Ich schluckte schwer. Daran hatte ich auch schon gedacht. Ich konnte Parsel sprechen, eine Fähigkeit, die seit Jahrhunderten auf die weiblichen Mitglieder meiner Familie übertragen und von allen totgeschwiegen wurde. Niemand wollte mit dieser Gabe in Verbindung gebracht werden. Jetzt könnte sie mein größter Vorteil sein. Trotzdem hatte ich Zweifel.

"Sieben Jahre Gryffindor haben mich geprägt. Wie kann der Hut das nicht spüren?", hakte ich nach und Dumbledore rückte näher. Misstrauisch blickte ich ihn an.

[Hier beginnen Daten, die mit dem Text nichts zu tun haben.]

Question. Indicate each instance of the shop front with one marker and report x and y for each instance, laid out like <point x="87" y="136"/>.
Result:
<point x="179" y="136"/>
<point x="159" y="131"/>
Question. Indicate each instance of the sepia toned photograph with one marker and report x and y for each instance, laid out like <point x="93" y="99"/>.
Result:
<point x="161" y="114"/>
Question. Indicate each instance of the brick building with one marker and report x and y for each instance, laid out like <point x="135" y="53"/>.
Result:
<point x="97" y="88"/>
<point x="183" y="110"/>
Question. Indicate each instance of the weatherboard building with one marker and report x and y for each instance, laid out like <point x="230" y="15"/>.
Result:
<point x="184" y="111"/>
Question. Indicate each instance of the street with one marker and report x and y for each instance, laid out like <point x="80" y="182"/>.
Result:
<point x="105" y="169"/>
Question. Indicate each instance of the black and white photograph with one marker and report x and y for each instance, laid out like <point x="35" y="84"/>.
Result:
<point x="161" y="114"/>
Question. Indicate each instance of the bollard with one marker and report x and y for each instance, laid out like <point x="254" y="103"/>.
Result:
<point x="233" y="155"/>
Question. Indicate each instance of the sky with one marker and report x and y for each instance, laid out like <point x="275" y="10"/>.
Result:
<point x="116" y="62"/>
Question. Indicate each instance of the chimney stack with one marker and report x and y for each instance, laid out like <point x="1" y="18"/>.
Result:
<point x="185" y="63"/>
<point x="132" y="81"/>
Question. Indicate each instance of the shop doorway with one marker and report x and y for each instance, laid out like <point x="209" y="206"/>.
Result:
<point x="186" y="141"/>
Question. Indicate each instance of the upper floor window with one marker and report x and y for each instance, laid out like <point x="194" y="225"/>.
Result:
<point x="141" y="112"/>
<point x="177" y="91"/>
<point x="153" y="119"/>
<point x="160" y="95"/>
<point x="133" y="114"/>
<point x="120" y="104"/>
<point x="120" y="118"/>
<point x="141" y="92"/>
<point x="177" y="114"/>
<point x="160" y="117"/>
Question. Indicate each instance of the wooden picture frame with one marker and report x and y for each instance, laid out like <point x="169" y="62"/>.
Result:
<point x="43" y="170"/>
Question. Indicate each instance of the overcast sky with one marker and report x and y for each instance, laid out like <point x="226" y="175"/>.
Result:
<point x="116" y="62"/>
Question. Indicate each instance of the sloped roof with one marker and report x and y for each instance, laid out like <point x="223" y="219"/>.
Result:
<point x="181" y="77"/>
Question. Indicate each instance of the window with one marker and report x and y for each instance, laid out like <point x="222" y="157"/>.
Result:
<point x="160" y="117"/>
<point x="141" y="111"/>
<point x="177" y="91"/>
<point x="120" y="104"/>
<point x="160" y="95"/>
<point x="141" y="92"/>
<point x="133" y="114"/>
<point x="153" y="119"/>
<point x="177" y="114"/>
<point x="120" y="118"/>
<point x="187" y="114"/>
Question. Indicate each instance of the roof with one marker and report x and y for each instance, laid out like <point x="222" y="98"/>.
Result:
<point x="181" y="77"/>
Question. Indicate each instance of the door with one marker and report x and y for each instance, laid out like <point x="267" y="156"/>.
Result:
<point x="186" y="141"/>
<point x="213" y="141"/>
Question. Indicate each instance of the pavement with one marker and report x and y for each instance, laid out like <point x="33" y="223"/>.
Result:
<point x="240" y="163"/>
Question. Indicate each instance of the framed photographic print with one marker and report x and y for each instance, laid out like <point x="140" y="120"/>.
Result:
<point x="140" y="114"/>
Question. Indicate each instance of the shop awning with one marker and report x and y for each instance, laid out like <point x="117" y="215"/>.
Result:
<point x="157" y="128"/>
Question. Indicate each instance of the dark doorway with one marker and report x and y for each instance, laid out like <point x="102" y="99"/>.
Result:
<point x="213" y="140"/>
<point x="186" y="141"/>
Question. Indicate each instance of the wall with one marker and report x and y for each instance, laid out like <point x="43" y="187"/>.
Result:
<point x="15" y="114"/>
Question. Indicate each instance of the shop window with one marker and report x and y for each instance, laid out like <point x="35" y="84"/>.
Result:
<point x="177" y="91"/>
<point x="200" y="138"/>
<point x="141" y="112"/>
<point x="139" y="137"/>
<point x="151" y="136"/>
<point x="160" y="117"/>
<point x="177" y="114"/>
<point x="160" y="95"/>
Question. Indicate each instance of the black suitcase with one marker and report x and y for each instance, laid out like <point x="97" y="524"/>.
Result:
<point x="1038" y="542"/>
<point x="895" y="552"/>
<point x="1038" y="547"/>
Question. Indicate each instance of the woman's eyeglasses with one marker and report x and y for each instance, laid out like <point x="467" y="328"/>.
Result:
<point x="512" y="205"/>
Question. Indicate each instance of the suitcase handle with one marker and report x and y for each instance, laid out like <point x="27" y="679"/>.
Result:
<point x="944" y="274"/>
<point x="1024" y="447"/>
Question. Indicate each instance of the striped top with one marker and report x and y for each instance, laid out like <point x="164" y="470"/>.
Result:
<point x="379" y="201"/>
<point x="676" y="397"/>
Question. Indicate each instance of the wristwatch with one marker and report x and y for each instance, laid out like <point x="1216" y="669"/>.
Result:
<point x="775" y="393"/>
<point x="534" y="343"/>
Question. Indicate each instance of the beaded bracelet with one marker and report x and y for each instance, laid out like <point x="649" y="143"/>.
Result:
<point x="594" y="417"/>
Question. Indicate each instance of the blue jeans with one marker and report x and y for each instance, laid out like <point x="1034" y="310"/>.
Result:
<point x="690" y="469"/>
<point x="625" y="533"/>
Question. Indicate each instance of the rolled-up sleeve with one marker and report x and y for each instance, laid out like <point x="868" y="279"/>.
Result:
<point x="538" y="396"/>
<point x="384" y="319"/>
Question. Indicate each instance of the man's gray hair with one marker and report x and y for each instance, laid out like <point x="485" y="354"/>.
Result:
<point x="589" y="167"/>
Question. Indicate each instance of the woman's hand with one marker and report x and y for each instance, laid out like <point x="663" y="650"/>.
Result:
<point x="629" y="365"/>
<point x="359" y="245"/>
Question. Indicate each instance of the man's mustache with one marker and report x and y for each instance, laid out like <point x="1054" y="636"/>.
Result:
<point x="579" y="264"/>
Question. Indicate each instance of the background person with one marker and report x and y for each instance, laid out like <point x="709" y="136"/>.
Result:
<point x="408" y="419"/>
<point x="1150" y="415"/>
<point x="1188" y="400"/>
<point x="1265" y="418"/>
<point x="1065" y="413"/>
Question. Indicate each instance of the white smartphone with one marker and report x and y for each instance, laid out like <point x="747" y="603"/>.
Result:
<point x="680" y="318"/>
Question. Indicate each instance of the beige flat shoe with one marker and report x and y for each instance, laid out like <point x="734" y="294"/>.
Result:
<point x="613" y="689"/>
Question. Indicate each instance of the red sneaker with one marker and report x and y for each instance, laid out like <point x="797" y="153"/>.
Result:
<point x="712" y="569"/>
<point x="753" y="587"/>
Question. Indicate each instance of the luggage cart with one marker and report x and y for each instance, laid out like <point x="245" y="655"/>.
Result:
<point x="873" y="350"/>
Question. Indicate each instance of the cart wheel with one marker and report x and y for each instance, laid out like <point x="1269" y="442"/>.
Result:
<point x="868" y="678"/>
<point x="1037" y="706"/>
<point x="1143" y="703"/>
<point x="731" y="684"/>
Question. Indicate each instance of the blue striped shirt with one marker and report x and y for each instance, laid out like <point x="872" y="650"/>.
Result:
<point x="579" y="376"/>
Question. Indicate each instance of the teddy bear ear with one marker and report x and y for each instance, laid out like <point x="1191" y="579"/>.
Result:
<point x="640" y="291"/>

"Wir haben dieses Gespräch bereits geführt, Lexie. Oft. Komm zurück, wenn du etwas weißt und hüte dich vor Riddle. Er entspricht deinem Typ Mann", sagte er, lächelte breit und schubste mich aus dem Boot. Mein Schrei ging in Gurgeln unter und ich prallte schon bald mit dem Rücken an den steinernen Rand des Portals. Ich tippte es mit meinem Zauberstab an und dachte fest an das Jahr 1942. Dann geriet ich in einen Strudel und fand mich komplett trocken vor den Toren Hogwarts wieder. Ich folgte den anderen Schülern in die Eingangshalle und wurde von einem großen Lehrer mit kastanienbraunem Haar und Bart gerufen. Und er kam mir bekannt vor.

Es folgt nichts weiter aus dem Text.